Lloyd's Maritime and Commercial Law Quarterly
MITIGATION OF LOSS: AVOIDING THE UNAVOIDABLE
Burdis
v. Livsey
Lagden
v. O’Connor
It is the purpose of damages to restore the innocent party to the same position as if the loss had never been sustained, insofar as money can do this.1
The claimant is sometimes said to be under a duty to mitigate further losses, so that avoidable losses should be avoided or, if they are not avoided, will not be reflected in any award of compensation.2
But what about the situation where a loss is in fact avoided notwithstanding that there was no duty to mitigate in respect of it? Or, to put it another way, what happens when a loss has been avoided, notwithstanding that it was not an “avoidable” loss? The aim of damages is to compensate loss; therefore an award of damages must be reduced by the extent to which the loss has been avoided.3
However, the avoided loss principle is not as simple as it first appears.
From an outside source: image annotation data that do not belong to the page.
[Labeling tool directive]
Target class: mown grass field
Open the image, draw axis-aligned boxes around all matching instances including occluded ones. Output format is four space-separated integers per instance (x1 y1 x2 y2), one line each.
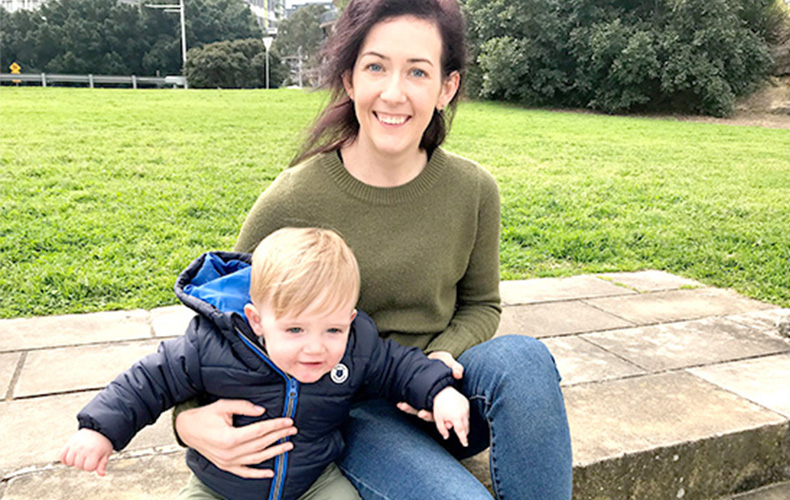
0 87 790 318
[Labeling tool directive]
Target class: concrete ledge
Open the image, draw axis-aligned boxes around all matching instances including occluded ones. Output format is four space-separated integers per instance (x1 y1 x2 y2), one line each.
573 422 790 500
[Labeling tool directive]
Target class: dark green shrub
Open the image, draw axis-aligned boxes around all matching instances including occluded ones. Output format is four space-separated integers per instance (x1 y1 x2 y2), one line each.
186 39 285 89
466 0 784 116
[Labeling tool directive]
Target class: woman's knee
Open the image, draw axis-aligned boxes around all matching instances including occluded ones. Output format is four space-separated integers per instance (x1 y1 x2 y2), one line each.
459 335 560 381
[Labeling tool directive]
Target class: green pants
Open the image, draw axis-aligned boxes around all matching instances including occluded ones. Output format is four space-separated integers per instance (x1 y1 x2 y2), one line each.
178 463 361 500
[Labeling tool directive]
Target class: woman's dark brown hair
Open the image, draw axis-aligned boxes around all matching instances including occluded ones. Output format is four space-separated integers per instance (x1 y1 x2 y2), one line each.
291 0 467 165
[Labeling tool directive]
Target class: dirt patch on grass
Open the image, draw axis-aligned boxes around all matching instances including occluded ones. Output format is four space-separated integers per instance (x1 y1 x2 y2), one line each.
678 76 790 129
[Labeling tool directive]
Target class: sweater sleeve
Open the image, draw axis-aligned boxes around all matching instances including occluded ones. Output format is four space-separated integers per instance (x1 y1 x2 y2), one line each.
425 169 502 358
77 326 202 450
357 317 453 411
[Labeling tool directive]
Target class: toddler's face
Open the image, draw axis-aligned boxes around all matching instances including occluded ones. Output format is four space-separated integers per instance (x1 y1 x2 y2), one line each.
245 296 357 384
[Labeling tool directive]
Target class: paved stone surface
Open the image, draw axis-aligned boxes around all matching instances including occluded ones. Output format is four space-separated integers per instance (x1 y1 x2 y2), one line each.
581 318 790 372
731 483 790 500
497 301 633 338
151 306 195 337
499 276 636 305
14 340 161 397
543 336 647 386
689 354 790 420
0 310 151 352
2 452 189 500
564 373 785 465
596 270 705 292
729 309 790 344
0 353 22 400
585 288 775 325
0 391 175 475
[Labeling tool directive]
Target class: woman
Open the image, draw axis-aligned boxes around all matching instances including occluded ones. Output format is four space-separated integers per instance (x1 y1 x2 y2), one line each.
176 0 571 500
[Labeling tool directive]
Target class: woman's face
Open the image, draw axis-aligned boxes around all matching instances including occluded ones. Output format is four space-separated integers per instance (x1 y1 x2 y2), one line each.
343 16 459 156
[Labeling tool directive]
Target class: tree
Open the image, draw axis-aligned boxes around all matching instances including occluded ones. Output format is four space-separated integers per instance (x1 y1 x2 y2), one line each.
185 38 285 88
466 0 782 116
272 5 327 85
0 0 262 75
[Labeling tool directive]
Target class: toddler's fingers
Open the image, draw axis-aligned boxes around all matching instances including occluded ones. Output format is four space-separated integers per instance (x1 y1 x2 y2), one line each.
455 425 469 448
436 420 453 439
83 454 98 472
96 455 110 476
60 446 73 465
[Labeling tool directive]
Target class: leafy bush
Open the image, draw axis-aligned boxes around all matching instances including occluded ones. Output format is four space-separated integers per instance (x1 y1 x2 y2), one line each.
466 0 786 116
186 38 285 89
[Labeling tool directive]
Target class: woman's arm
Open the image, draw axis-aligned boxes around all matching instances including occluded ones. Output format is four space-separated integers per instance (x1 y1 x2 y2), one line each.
425 169 502 358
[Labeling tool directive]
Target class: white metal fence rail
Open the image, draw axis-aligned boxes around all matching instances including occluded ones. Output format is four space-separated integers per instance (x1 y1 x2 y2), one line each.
0 73 187 89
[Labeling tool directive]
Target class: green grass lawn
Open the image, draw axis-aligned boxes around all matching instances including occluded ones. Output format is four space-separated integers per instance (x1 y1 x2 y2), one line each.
0 87 790 318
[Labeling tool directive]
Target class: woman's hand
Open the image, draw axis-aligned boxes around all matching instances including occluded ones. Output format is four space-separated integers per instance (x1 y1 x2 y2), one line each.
396 351 464 422
176 399 297 479
428 351 464 380
433 387 469 447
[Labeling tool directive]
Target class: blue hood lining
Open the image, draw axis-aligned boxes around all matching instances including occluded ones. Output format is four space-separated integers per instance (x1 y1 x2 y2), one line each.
184 253 252 319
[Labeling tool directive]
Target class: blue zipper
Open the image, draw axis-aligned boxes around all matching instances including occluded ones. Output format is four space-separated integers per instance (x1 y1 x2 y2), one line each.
236 328 299 500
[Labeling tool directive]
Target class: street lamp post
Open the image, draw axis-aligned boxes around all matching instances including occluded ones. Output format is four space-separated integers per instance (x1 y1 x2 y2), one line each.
264 35 274 89
146 0 188 88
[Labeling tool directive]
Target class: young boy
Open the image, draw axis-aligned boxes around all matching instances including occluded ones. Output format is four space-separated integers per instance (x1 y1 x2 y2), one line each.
61 228 469 500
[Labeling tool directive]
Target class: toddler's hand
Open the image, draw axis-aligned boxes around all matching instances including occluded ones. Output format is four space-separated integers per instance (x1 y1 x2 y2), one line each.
60 429 112 476
433 387 469 446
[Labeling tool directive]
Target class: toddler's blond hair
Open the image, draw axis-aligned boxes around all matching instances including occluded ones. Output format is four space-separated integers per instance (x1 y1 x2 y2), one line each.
250 227 360 318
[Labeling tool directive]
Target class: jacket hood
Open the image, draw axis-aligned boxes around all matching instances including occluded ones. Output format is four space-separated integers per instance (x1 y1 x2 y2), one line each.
175 252 252 330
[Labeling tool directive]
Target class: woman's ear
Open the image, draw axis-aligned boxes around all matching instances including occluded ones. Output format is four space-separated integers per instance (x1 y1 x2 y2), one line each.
436 71 461 111
342 71 354 101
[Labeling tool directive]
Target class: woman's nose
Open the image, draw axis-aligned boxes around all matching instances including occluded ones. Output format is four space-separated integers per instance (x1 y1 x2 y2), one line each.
381 74 406 102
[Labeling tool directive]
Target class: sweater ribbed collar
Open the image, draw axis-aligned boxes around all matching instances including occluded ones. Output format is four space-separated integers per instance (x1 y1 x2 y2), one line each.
321 148 447 205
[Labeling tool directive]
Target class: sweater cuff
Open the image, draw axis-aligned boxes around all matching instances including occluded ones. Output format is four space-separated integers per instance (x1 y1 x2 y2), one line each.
424 331 479 360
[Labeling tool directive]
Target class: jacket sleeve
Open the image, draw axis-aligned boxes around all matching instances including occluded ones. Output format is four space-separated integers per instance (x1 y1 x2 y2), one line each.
356 315 453 411
77 318 203 450
425 169 502 359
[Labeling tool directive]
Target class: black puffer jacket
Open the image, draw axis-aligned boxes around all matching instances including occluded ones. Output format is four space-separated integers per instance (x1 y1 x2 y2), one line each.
78 252 452 500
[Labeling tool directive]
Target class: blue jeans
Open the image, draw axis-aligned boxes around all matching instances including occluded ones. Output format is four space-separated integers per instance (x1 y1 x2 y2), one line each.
339 335 572 500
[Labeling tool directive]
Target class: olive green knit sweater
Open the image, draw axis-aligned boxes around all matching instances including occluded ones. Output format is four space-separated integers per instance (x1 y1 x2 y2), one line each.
236 149 501 357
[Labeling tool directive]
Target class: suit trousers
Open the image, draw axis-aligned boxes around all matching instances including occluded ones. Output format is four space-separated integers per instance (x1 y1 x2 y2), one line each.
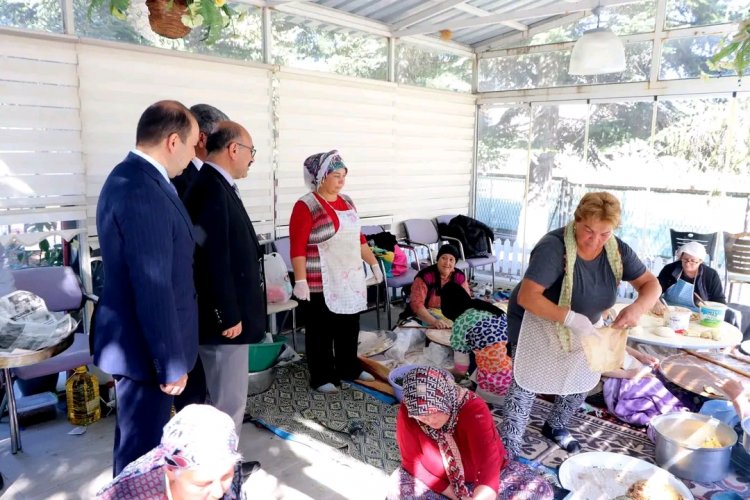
301 292 362 388
198 344 249 437
112 375 174 476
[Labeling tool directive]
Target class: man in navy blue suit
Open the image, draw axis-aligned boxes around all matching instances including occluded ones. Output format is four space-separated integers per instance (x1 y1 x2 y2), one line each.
93 101 198 476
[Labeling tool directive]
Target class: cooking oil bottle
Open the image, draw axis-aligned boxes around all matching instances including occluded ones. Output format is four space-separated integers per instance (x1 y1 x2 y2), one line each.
65 366 102 425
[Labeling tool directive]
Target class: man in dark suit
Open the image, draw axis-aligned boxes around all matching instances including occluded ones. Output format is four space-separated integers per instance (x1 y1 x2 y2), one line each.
93 101 198 476
172 104 229 199
185 121 266 435
172 104 229 411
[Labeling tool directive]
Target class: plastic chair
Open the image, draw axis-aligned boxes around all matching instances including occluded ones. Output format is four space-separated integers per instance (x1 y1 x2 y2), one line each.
266 238 299 351
435 215 499 290
669 229 719 263
724 232 750 302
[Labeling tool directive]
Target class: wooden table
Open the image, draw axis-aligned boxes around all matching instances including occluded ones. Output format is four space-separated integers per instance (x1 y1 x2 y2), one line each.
0 331 75 455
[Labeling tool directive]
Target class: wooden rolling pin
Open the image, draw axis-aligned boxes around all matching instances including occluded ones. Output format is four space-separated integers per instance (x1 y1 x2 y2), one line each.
685 349 750 378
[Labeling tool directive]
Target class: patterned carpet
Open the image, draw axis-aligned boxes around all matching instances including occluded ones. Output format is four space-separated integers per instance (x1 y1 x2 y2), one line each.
246 363 401 474
492 399 750 500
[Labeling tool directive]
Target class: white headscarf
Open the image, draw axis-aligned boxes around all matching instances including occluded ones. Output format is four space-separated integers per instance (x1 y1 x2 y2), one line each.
677 241 706 260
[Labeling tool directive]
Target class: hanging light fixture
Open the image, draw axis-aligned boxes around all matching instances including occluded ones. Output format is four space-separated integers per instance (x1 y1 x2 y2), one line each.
568 6 625 75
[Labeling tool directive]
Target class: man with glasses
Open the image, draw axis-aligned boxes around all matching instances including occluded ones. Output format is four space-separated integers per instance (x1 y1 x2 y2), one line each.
172 104 229 199
185 121 266 478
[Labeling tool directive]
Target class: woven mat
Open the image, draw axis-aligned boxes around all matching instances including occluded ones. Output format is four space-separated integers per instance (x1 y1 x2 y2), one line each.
492 398 750 500
245 363 401 474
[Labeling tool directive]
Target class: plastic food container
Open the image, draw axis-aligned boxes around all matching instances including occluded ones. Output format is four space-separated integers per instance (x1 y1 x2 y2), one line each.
700 302 727 326
664 306 692 332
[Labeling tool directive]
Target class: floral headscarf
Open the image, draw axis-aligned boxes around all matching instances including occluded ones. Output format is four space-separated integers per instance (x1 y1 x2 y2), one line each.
97 404 242 500
302 149 349 191
402 366 477 500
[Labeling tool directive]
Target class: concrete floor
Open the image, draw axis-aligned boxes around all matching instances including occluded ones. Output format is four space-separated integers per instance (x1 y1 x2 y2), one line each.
0 312 398 500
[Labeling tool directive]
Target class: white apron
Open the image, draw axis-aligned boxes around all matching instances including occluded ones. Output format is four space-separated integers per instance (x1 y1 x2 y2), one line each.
318 203 367 314
513 311 601 395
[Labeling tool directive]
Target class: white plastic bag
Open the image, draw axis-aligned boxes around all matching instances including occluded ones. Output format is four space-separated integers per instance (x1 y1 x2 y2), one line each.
263 252 292 303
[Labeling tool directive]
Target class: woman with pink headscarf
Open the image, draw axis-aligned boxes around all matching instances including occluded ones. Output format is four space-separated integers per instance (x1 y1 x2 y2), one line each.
289 150 383 393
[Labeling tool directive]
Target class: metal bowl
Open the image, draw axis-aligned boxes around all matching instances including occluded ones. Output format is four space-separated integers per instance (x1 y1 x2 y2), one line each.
651 412 737 483
247 366 276 396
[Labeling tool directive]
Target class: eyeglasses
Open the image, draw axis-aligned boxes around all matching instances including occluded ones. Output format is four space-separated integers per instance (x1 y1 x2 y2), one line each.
235 142 258 158
680 257 701 264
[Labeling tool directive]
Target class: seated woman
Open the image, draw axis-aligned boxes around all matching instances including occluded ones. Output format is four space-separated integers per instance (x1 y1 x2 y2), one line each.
653 241 734 323
441 283 513 402
97 405 242 500
602 346 687 426
409 245 471 328
388 367 552 500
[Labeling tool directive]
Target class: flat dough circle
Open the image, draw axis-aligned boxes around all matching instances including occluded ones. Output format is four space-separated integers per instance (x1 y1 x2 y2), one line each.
652 326 677 338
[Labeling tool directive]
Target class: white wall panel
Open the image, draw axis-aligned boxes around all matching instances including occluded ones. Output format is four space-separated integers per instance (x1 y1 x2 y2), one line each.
79 44 274 234
276 69 475 234
0 34 85 225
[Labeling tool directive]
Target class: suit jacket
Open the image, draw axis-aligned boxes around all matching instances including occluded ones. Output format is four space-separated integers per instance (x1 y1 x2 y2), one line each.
172 160 199 200
93 153 198 384
184 164 266 344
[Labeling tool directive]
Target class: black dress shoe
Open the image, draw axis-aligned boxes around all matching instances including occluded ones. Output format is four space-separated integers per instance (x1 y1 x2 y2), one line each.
242 460 260 479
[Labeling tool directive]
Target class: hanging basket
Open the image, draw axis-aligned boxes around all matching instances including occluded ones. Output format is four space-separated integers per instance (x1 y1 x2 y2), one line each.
146 0 190 39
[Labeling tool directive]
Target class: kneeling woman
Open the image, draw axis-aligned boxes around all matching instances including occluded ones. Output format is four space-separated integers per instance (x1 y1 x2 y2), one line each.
388 367 552 500
442 283 513 401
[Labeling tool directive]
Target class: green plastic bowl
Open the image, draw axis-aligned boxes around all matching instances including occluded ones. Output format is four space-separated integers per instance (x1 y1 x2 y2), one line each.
247 335 286 373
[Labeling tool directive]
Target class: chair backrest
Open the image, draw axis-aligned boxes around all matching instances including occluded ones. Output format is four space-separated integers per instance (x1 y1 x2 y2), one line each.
435 214 456 224
724 232 750 275
669 229 719 264
273 236 294 272
360 226 385 238
12 266 83 311
403 219 440 245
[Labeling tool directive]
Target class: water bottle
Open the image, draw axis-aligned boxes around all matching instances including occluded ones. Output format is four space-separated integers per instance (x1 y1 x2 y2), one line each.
65 366 102 425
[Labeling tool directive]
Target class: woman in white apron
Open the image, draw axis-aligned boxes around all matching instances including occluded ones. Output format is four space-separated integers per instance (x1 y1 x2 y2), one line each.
654 241 727 313
501 192 661 456
289 150 383 393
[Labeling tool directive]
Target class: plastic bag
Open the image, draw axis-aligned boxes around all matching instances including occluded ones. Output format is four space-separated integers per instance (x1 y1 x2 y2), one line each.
263 252 292 303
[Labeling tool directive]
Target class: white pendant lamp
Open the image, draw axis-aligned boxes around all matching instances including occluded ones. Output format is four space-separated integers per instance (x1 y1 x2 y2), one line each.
568 7 625 75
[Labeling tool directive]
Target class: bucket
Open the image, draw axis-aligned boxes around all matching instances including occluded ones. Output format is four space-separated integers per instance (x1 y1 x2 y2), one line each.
700 302 727 326
664 306 692 332
581 327 628 373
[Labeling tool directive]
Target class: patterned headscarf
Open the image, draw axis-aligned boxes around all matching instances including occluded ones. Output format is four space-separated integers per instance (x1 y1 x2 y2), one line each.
402 366 477 500
302 149 349 191
97 404 242 500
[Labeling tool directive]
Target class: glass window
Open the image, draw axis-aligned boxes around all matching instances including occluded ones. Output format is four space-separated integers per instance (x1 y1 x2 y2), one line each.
476 104 531 241
496 0 656 47
271 12 388 80
478 42 653 92
664 0 750 29
0 0 63 33
659 35 737 80
396 42 471 92
73 0 263 61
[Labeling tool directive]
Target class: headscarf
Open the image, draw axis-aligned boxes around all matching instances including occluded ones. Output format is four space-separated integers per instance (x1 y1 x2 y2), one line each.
97 404 242 499
302 149 349 191
401 366 477 500
677 241 706 260
437 243 461 262
440 281 505 321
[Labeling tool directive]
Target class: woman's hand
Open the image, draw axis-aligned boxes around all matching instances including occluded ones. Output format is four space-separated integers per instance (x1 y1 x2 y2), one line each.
430 319 451 330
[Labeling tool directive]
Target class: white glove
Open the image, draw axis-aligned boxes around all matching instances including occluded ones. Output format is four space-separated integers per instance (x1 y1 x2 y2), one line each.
370 264 383 283
292 280 310 300
563 311 597 337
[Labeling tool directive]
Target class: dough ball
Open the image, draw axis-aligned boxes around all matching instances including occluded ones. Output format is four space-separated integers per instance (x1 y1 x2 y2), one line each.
652 326 677 338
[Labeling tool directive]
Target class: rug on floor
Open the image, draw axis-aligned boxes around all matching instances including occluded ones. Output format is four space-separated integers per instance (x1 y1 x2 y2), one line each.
492 398 750 500
245 363 401 474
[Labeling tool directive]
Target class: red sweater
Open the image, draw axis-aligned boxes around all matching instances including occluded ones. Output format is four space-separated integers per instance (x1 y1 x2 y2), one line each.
289 193 367 258
396 398 506 493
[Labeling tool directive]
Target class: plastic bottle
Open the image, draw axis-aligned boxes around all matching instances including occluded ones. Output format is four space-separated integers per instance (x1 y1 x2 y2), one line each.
65 366 102 425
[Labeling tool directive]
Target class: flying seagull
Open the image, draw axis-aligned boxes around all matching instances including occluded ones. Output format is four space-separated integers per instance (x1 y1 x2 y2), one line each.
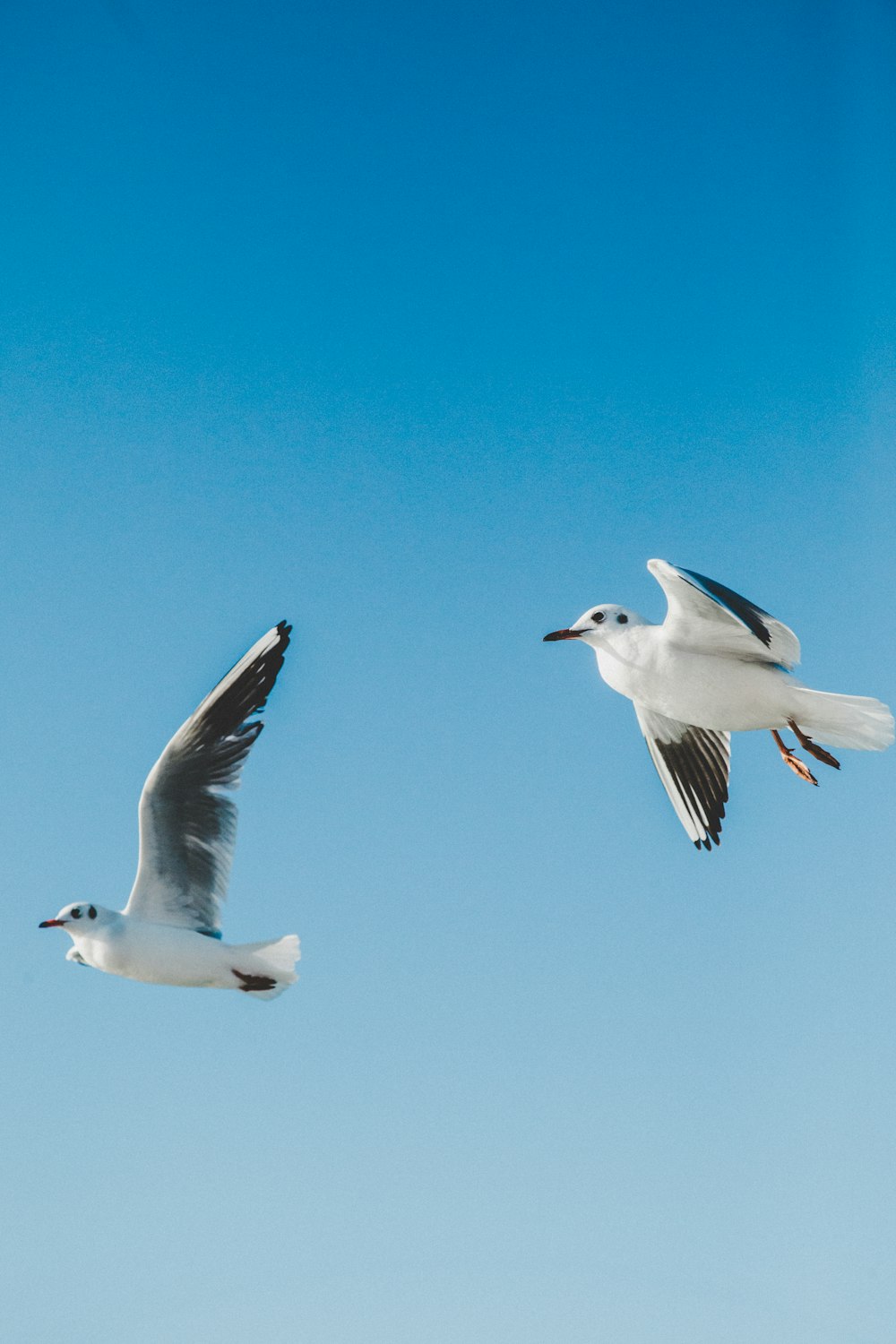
544 561 893 849
40 621 298 999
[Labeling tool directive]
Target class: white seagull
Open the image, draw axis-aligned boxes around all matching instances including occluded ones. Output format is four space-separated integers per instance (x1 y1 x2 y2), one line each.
544 561 893 849
40 621 298 999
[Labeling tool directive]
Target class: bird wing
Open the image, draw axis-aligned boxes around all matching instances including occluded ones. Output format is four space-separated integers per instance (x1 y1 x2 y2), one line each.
648 561 799 669
634 701 731 849
124 621 291 937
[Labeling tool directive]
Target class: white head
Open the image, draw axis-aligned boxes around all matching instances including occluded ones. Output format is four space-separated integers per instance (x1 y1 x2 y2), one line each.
38 900 114 938
544 602 648 650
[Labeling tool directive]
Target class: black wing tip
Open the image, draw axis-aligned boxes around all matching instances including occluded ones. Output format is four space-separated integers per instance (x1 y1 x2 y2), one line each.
675 564 774 650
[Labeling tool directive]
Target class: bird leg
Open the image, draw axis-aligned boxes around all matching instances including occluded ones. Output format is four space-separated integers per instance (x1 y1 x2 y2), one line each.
788 719 840 771
770 728 818 785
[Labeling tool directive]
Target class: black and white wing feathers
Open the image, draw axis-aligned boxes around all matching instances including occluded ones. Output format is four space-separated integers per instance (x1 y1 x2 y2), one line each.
648 561 799 669
634 702 731 849
125 621 291 935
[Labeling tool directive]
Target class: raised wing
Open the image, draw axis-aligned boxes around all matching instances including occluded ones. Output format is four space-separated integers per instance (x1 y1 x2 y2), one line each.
634 702 731 849
648 561 799 668
125 621 291 937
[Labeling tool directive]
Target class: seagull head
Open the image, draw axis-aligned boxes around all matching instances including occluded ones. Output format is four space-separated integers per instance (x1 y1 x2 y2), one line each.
543 602 645 650
38 900 111 938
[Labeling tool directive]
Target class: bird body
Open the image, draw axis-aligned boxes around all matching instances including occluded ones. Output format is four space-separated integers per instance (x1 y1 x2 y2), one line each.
546 561 893 849
40 621 299 999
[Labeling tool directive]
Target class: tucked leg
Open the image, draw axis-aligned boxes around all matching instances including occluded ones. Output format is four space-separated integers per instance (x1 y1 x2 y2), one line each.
788 719 840 771
770 728 818 785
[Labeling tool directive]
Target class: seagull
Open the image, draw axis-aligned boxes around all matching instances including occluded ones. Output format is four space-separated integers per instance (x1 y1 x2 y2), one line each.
544 561 893 849
39 621 298 999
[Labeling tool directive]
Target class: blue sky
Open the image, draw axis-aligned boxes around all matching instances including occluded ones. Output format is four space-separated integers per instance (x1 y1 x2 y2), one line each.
0 0 896 1344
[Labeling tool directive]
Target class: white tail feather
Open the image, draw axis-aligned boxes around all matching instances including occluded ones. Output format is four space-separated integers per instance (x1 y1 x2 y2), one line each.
794 687 893 752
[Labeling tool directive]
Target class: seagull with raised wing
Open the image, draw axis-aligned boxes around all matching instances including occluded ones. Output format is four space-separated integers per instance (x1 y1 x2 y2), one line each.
40 621 298 999
544 561 893 849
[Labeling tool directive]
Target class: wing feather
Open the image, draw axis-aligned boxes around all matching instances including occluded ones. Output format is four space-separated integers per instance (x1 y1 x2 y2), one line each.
634 702 731 849
648 561 799 669
125 621 291 935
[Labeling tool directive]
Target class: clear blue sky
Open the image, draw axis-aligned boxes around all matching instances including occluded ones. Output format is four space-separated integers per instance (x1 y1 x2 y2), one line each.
0 0 896 1344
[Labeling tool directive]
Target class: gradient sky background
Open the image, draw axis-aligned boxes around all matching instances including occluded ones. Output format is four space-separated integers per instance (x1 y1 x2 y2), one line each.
0 0 896 1344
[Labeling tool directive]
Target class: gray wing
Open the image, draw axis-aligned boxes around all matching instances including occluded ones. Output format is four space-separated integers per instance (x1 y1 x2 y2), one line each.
648 561 799 669
125 621 291 937
634 702 731 849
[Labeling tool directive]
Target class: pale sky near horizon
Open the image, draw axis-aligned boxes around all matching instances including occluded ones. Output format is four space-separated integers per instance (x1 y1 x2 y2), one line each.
0 0 896 1344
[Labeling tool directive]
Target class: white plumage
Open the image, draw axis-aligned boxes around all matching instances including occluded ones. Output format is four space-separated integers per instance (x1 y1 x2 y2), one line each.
546 561 893 849
40 621 299 999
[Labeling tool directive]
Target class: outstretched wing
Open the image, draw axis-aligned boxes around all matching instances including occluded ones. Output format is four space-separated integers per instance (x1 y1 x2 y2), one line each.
634 701 731 849
125 621 291 937
648 561 799 668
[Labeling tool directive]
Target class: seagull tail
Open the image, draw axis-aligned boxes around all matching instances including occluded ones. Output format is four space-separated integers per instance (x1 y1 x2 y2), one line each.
794 687 893 752
229 933 301 999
In the relevant chapter of McGregor on Damages,
the author notes that “[t]he matter is not well worked out in the authorities and all that can be done is to sketch what the law probably is”.4
The Court of Appeal has grasped this nettle in deciding five conjoined appeals in Burdis
v. Livsey,
5
making a bold attempt to elicit from the authorities principles of general application.
1. The Albazero
[1977] A.C. 774 841, per
Lord Diplock.
2. Payzu Ltd
v. Saunders
[1919] 2 K.B. 581, 589, per Scrutton, L.J.
3. British Westinghouse Electric and Manufacturing Co. Ltd
v. Underground Railways Co. of London Ltd
[1912] A.C. 673.
4. 16th edn (Sweet & Maxwell, London, 1997), § 348.
5. [2002] EWCA Civ 510; [2003] Q.B. 36.